Kelompok penentang itu dari luar Tangerang untuk memancing emosi warga
DEPOK — Wali Kota Tangerang, Wahidin Halim mengaku berang ada pihak yang mengobok-obok Peraturan Daerah Nomor 8/2005 tentang Antipelacuran. “Saya heran, kenapa perda ini selalu diobok-obok, seakan-akan mereka sengaja menyulut emosi masyarakat Tangerang,” tegas Wahidin Halim kepada Republika, Rabu (19/4).
Demikian Wahidin Halim menjawab pertanyaan Republika aksi unjuk rasa menolak Perda 8/2005 tentang Antipelacuran yang sempat diwarnai kericuhan. Keributan terjadi ketika massa pro dan kontra peraturan daerah berhadapan di kompleks pusat pemerintahan Kota Tangerang, kemarin.
Wahidin mengatakan, kelompok penentang perda itu adalah orang luar Tangerang yang datang untuk memancing emosi warganya. Sejauh ini, katanya, tidak pernah ada penolakan sedikit pun dari warganya terhadap pemberlakuan perda itu. “Karena orang Tangerang memang nggak suka pelacuran.” Menurutnya penegakkan perda akan terus dilakukan sekali pun banyak demonstrasi atau proses judicial review yang diwacanakan sebagian pihak. “Kita jalan terus. Nggak ada urusan dengan demonstrasi atau judicial review.”
Selain berang, Wahidin mengaku heran mengapa Kota Tangerang menjadi bulan-bulanan penyerangan isu upaya meminimalisasi kemaksiatan di kota itu. “Di mana-mana yang namanya pelacur kan harus ditertibkan, di Jakarta juga seperti itu. Tapi ini kenapa yang diserang Kota Tangerang saja, saya jadi heran.” Pemkot Tangerang, kata wali kota, tidak akan membatalkan perda antipelacuran itu. “Kalau ada perbaikan-perbaikan terhadap pelaksanaannya, iya. Tapi kita tidak akan membatalkan perda itu.”
Dia pun mempertanyakan, mengapa penolakan dilakukan bertepatan dengan ramainya isu RUU APP. “Kita kan pasang spanduk-spanduk sosialisasi sudah berbulan-bulan, saat itu nggak ada ribut-ribut, kenapa baru sekarang?” Sejak diberlakukannya Perda 8/2005, praktik pelacuran di Kota Tangerang sudah sangat berkurang jauh. Sudah tidak ada lagi para penjaja seks tersebut yang berani terang-terangan menawarkan jasanya di pinggir jalan. “Dulu masih ada ratusan pelacur, sekarang sudah tinggal satu-dua, itu pun nyumput-nyumput (sembunyi-sembunyi, red),” ungkap Wahidin.
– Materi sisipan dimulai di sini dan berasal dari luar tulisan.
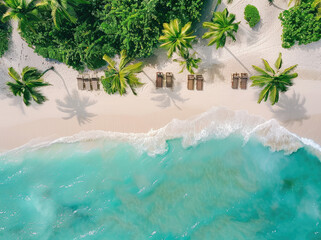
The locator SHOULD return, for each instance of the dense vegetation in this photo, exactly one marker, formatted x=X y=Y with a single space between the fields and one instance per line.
x=223 y=25
x=117 y=79
x=5 y=31
x=273 y=81
x=251 y=15
x=300 y=24
x=107 y=27
x=177 y=38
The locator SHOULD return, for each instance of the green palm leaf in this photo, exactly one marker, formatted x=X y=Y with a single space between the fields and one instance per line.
x=176 y=38
x=221 y=27
x=267 y=66
x=272 y=83
x=278 y=63
x=118 y=79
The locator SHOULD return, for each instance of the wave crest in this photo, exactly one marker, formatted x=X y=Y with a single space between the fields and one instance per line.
x=215 y=123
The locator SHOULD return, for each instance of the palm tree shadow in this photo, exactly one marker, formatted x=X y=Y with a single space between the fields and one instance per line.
x=167 y=97
x=75 y=106
x=290 y=109
x=239 y=61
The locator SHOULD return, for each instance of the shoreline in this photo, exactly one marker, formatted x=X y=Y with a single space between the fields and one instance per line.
x=192 y=129
x=70 y=111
Para pekerja seks juga sudah tidak lagi terlihat mangkal di empat ruas jalan yang selama ini menjadi tempat operasi mereka, yaitu Taman Makam Pahlawan, Jalan Otista, Jalan Merdeka, dan Jalan Daan Mogot. “Nah, ini kan bagus, makanya kita harus awan terus,” katanya seraya mengeluhkan dirinya selalu disalahkan dengan informasi yang salah di media.
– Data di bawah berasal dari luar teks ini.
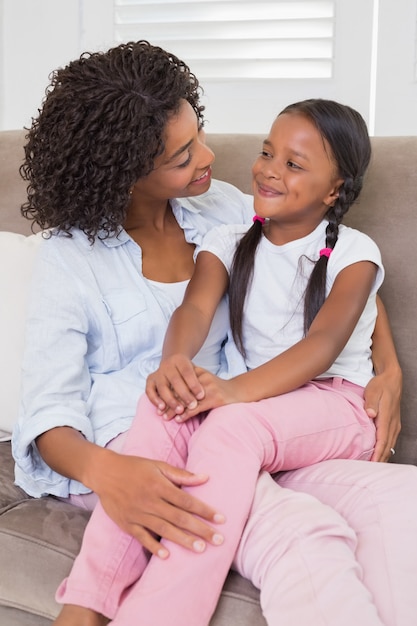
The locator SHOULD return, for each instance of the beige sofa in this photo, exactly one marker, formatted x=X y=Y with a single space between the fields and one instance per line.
x=39 y=538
Sebelumnya, dalam unjuk rasa penolakan perda yang sempat ricuh, polisi menangkap beberapa orang demonstran dengan tuduhan provokator. Demonstrasi melibatkan massa pro perda dari Aliansi Masyarakat Kota Tangerang pimpinan Tubagus Mahdi, sementara di pihak lain ada Jaringan Rakyat Miskin Kota Tangerang, LBH, dan Aliansi Perempuan Tangerang yang tergabung dalam Jaringan Rakyat Tolak Perda Nomor 8.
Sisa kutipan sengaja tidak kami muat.